AI in a sustainability analytics context can also be highly useful from a compliance perspective. For example, if I buy imported products, I can use compliance tools to ensure the supplier meets my sustainability criteria: slave labour, gender equality, work place quality, water pollution, GHG (greenhouse gas) emissions, renewable energy use, organic farming, waste management, and so on.
Putting sustainability into the core of my business drives sustainability around it too. Technology enables transparency and helps to force companies to change. As a company can see its supply chain, so consumers can see how companies are behaving. They can pressure companies to drive change, pressure leadership, push from bottom up.
This is the use of technology to drive the Circular Economy. And I can do this with continuous real-time monitoring.

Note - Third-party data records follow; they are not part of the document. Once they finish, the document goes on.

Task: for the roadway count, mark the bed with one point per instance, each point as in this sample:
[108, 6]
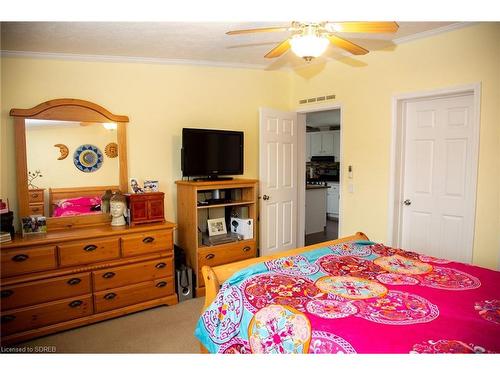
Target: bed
[350, 296]
[77, 201]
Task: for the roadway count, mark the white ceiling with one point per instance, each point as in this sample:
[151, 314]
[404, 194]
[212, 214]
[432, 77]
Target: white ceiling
[195, 42]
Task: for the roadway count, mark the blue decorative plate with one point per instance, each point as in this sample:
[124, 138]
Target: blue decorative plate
[88, 158]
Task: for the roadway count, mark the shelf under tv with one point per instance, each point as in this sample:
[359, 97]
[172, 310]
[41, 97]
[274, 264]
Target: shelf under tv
[232, 203]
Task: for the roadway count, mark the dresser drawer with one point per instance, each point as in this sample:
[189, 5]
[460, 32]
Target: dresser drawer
[36, 209]
[35, 196]
[33, 317]
[25, 260]
[222, 254]
[52, 289]
[132, 294]
[147, 242]
[89, 251]
[132, 273]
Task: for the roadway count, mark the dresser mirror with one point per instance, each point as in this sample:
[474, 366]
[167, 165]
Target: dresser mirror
[69, 153]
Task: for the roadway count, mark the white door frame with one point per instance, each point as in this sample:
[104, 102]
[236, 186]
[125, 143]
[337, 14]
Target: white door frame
[397, 151]
[301, 162]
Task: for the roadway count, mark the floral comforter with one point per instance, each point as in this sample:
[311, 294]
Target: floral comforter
[355, 297]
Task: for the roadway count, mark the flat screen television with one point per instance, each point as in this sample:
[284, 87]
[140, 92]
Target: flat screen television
[210, 153]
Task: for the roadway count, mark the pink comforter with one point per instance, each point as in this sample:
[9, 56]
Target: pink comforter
[355, 298]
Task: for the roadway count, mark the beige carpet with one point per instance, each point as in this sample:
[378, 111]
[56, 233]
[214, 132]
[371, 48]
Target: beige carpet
[165, 329]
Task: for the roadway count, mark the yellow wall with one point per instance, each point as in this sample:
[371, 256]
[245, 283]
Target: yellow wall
[159, 99]
[464, 56]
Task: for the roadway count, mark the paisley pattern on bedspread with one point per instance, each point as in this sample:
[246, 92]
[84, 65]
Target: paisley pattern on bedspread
[489, 310]
[355, 297]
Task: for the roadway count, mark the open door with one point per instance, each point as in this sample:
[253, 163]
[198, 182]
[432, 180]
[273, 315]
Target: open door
[278, 180]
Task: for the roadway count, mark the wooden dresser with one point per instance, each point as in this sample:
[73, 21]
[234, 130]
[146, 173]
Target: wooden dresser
[192, 221]
[65, 279]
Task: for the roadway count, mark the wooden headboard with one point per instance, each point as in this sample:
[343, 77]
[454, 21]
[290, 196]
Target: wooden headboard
[57, 194]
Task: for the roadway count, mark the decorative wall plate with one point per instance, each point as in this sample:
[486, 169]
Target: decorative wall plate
[111, 150]
[88, 158]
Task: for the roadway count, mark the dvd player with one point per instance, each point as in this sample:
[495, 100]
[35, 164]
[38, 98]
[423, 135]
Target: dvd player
[219, 239]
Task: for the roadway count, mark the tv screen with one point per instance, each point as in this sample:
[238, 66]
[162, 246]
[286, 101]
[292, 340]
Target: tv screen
[211, 153]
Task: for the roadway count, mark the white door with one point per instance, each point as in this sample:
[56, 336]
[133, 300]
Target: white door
[278, 180]
[438, 191]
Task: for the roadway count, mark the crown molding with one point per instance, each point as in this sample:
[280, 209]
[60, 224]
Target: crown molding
[433, 32]
[208, 63]
[128, 59]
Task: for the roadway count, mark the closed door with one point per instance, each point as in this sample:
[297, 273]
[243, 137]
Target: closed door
[278, 180]
[438, 188]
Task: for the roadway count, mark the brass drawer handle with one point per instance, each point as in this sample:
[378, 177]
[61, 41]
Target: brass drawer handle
[7, 293]
[20, 257]
[74, 281]
[109, 296]
[90, 248]
[75, 304]
[161, 284]
[8, 318]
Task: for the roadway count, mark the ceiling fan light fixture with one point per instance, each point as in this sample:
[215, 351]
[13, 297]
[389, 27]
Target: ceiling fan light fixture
[309, 46]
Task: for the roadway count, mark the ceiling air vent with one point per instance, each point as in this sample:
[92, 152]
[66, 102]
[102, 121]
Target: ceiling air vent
[317, 99]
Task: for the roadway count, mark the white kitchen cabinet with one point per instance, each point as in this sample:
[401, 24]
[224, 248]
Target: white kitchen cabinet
[308, 146]
[336, 144]
[332, 201]
[316, 199]
[322, 143]
[316, 144]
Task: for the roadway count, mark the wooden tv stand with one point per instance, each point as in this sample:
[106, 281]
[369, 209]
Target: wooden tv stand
[241, 195]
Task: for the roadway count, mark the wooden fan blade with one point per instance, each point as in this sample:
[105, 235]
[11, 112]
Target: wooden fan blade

We will empower the ethical consumer through technology. But is technology enough to make change happen or is what we really need legislation?
Will voluntary engagements like the Plastics Pact really lead to 70% recycling by 2025? Or do we need obligatory targets and penalties?
4IR will be instrumental in driving a circular economy, particularly AI. However…
Ultimately our vision as a business is to use AI and best available technologies to make the acquisition and deployment of sustainability knowledge more scalable. So we’ve established our own three pillars in terms of how we utilise AI in the form of learning, compliance and data management platforms.